There was a good question from the audience: ‘Is there poetry in Brexit?’
It was a good question; I think there is poetry in conflict. The reason poetry is important is because poetry is very personal and therefore also very political. Politics, for some reason, can actually ignore the person, where poetry can’t.
Why do you think that you as a performance poet were voted in as the chancellor of University of Manchester, rather than the business person or the politician who were also nominated?
I won that election because people researched who I was and decided that what I represented was more important to them than what the other two did. I do the best I can with everything I’ve got; I’ve travelled further than they have in terms of where I’ve come from. I think people saw that. I think they saw the determination, integrity, honesty.
In a TED Talk you listed off all the great characters in fiction who’d lost their parents in some way. Why do you think writers and artists are drawn to the abandoned child?

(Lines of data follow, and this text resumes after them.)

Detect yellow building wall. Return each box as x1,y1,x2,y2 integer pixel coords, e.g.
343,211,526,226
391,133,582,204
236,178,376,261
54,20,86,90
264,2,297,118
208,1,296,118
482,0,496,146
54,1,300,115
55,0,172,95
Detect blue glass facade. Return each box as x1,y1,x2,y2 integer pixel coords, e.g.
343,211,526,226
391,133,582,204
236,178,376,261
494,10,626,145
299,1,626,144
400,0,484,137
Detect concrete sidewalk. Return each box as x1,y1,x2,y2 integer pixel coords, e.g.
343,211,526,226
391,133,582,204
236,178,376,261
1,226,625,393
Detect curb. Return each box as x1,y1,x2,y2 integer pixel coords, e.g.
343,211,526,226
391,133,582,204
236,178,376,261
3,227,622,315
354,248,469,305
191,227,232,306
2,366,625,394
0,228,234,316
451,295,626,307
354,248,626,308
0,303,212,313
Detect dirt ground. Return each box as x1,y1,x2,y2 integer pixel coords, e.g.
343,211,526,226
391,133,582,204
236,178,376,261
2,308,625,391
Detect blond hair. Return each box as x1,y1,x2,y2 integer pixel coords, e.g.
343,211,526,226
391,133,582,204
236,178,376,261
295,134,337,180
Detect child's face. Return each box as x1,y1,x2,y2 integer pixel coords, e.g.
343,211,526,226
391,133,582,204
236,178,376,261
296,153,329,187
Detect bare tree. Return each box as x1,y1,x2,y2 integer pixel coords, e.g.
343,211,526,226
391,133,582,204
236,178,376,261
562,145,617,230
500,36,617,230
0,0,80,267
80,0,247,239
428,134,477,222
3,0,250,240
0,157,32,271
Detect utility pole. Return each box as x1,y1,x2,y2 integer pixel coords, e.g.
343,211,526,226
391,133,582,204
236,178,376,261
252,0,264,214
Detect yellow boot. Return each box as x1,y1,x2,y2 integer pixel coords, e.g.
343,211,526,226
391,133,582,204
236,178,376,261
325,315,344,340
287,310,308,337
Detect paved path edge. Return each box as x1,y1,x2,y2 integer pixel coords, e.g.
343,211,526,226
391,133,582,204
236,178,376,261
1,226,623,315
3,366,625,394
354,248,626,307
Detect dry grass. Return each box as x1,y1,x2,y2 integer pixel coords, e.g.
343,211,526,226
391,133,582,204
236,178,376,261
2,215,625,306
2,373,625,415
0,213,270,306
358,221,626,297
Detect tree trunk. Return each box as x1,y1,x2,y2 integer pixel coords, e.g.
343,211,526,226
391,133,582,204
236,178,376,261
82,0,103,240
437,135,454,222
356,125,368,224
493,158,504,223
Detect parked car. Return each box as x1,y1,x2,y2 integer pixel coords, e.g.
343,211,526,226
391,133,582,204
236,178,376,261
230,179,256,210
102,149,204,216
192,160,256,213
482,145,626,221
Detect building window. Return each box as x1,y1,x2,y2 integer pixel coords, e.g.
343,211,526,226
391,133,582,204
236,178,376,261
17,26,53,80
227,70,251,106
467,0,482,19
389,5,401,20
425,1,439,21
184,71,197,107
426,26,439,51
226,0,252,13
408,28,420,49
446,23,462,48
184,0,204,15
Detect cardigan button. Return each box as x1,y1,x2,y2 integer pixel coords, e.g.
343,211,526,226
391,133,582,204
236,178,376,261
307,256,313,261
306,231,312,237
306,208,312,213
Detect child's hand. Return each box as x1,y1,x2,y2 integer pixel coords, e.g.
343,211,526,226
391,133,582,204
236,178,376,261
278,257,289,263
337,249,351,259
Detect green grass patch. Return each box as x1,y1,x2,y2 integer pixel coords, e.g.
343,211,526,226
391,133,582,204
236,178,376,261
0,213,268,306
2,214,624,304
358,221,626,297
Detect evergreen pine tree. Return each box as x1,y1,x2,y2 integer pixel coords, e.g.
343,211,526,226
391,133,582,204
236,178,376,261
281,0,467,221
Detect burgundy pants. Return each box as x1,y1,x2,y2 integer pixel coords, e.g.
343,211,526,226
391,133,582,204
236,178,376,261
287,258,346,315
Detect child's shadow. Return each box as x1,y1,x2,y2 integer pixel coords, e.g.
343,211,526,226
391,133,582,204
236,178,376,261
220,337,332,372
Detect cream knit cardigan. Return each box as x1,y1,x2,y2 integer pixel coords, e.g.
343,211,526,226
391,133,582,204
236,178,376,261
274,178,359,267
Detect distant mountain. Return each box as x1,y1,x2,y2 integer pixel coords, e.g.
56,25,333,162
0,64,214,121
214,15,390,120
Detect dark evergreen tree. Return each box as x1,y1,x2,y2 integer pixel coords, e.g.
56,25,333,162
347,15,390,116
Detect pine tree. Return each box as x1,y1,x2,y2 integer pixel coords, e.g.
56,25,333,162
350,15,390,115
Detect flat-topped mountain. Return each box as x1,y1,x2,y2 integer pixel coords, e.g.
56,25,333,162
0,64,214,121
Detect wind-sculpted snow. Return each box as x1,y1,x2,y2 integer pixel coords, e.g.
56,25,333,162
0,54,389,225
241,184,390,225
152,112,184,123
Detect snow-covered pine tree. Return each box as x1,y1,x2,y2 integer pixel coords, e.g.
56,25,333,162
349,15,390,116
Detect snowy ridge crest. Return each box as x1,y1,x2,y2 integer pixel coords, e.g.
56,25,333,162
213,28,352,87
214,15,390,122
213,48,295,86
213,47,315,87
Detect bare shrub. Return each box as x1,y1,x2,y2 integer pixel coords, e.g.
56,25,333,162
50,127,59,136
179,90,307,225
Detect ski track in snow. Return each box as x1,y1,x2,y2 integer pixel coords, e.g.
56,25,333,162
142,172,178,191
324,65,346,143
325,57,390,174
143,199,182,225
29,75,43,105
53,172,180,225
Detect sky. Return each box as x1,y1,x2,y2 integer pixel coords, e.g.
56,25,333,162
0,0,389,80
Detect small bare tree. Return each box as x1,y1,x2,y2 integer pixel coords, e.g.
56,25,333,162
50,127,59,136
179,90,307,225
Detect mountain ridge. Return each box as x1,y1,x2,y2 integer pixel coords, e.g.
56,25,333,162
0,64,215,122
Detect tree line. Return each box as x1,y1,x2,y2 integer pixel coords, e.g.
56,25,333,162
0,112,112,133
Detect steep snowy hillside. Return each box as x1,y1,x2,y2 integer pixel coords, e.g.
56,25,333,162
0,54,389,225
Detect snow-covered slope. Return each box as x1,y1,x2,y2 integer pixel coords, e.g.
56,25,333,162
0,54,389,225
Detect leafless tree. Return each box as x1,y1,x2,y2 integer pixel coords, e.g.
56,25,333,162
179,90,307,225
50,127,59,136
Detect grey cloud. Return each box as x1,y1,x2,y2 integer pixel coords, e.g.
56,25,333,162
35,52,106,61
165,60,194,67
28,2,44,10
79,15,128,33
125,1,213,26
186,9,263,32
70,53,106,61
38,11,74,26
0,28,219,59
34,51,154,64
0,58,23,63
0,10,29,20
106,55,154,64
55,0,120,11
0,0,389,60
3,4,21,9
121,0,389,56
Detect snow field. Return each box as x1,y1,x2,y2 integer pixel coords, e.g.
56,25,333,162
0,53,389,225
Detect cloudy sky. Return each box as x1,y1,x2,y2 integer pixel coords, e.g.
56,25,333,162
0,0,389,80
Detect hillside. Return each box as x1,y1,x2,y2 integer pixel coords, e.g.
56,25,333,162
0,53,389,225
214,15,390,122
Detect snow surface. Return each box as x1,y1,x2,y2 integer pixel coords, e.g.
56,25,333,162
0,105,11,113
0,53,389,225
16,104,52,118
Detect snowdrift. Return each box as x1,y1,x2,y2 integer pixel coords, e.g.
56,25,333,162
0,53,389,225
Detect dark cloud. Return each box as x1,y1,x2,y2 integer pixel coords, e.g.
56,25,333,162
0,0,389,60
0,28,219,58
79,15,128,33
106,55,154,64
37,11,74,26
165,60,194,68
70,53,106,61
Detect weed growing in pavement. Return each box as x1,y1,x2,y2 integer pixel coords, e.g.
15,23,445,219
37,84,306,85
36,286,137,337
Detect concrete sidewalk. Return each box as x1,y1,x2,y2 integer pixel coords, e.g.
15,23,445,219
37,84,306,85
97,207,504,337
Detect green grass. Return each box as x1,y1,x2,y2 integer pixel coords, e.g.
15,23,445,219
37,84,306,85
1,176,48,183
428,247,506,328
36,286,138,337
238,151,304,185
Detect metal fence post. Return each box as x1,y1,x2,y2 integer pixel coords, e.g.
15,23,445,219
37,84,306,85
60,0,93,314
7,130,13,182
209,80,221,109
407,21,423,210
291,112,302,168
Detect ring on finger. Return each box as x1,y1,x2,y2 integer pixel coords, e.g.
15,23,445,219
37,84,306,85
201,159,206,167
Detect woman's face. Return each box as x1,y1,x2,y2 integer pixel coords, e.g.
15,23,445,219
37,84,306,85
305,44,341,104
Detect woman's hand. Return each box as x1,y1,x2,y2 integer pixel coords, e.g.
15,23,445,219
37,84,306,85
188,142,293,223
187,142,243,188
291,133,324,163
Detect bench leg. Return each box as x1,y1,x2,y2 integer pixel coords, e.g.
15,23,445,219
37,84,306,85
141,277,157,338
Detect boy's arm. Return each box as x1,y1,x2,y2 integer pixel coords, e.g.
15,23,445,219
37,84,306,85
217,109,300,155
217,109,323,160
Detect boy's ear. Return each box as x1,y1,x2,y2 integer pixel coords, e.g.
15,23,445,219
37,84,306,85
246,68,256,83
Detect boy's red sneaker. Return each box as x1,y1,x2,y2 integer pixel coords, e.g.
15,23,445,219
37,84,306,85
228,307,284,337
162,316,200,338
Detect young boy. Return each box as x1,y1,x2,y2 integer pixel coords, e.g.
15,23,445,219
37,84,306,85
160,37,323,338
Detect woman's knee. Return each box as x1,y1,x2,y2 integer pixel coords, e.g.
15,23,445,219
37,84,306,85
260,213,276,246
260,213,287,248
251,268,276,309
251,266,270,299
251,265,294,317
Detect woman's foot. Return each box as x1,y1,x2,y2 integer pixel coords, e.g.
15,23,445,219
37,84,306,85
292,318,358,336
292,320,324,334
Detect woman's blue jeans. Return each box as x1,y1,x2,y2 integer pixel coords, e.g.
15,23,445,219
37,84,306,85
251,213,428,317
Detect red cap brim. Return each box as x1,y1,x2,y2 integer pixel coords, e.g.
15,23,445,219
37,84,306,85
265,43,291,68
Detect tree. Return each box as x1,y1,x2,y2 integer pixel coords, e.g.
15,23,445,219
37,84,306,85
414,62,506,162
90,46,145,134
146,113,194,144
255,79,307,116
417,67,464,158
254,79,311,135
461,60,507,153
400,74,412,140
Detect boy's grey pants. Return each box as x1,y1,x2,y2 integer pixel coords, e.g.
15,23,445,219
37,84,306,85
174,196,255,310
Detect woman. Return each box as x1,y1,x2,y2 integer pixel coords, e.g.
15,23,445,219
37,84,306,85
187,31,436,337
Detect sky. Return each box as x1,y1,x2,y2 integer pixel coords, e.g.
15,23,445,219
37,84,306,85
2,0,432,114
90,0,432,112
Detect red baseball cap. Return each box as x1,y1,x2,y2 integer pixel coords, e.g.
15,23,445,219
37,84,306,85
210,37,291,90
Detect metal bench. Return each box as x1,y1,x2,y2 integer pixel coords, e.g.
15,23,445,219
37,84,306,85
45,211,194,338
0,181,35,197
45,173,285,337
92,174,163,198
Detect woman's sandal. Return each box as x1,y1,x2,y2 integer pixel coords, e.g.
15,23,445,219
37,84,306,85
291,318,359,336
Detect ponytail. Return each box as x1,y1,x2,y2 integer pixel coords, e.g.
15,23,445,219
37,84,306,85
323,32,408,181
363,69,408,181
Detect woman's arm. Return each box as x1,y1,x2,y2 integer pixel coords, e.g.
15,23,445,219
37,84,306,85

The abandoned child will often seek out answers from the wider community that in having a family you may not need to seek. Without that buffer to test out their emotions, they’ll test them out on the wider community and often find it failing or more confusing. Their stories are the classic hero’s story. I’m inspired by those who have suffered a very real prejudice against them from society. The orphaned child and the child in children’s homes are living, walking proof of the dysfunction at the heart of all functioning families; because of that they suffer prejudice from our familial society, which assumes they are naughty, or wrong, somehow a threat, un-marriable because they haven’t got a family line and so on. They’re a threat to the status quo. This is prejudice, and prejudice grows when it’s not questioned.
This goes back to Victorian days, to patriarchal society. Our social services and our charitable nature is predicated on a system which believed that you were un-Christian if you were a child without a family, if you were a woman who was pregnant without a husband. We are reviewing this in England, and you are reviewing it in Australia. Abuse could happen in churches and in children’s homes because we allowed those places to happen. We were part of the prejudice that allowed those predators to enact their violence on those children. We are responsible. It’s very interesting how we’re looking now at the church as if it was a bad place – we were the ones who put the children there.
There’s that expression, ‘it takes a community to raise a child’, but it takes a community to abuse a child too.
We are complicit. And unless we see that, then all of these charges against the priests, the women who run the children’s homes, the nuns, they don’t mean anything. It’s about us, it’s about wider society, it’s about prejudice.
What is the responsibility of poetry? Does it have one?
No, I don’t think that poetry has a responsibility. It translates the human experience for each poet – the human experience of nature, of politics, of spiritualism – that’s what it is. I don’t think of myself as a great writer, but I do think of myself as somebody who is meant to do what he’s doing.
You spoke about poetry as something that was always there with you, but what was your first inspiration to write?
I think it was various things, but I think that in writing I felt at home, when I had no home. When I wrote, I felt like I was where I was meant to be on earth. It sounds very weird but it’s true. It didn’t matter whether anybody read it. I felt a compulsion to write.
How did that translate to performing?
Well it’s just a coincidence that I was a natural communicator of my words. I don’t know why, that’s just how it is. I really was meant to be what I am.